Aer Lingus avoids legal action from UK regulator
Aer Lingus has avoided legal action in the UK after it amended its regulations for dealing with passengers who have had their flights disrupted.
The carrier, which is in the process of being taken over by British Airways parent IAG, had been facing action from Britain's Civil Aviation Authority (CAA) over how it provided information to passengers on delayed or cancelled flights.
According to the CAA, Aer Lingus didn't provide adequate information during disruptions. Under European regulations, airlines must provide proactive information to passengers about their rights during long delays and cancellations.
The CAA had also planned to take action against Hungary's Wizz Air and British carrier Jet2, claiming they did not consistently pay compensation for disruption caused by technical faults, despite a UK Court of Appeal ruling that airlines must do so in these circumstances.

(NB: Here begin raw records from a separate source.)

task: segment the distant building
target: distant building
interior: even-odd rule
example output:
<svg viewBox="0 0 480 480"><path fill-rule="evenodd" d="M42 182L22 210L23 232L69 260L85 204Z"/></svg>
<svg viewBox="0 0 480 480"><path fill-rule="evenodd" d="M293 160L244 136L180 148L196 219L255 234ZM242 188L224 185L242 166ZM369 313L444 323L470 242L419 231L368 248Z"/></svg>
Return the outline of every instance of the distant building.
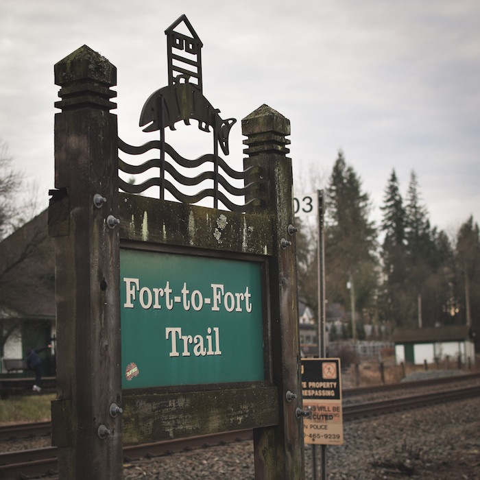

The CAA had threatened legal action over the matter earlier this year. However in a statement yesterday, the regulator said Aer Lingus had now "agreed to improve the quality of information they provide to passengers during disruptions and have signed legal undertakings confirming this". CAA chief executive Andrew Haines said the decision by Aer Lingus and the other airlines to amend regulations as a result of his agency's action was "a further boost for UK passengers".
The deal removes a potential headache of litigation for IAG chief executive Willie Walsh as he prepares to bring Aer Lingus formally under the IAG banner.
The deal cleared its final hurdle on Tuesday when Ryanair formally agreed to sell its Aer Lingus stake to IAG.
Speaking yesterday, Transport Minister Paschal Donohoe said it was "a very important day in the acquisition of Aer Lingus by IAG".
He added: "The IAG group has now acquired enough consent from enough shareholders to allow them to go ahead with the full acquisition.
"This I believe is going to give Aer Lingus a platform for more services in the future and to carry more passengers.
"In relation to the funding that the state will receive from the disposal of our share under the rules that we are now all part of under the Eurozone, we have to use that funding in a particular way and the government will be using it to lend out to infrastructural projects all over the country to improve the access in the country," the minister added.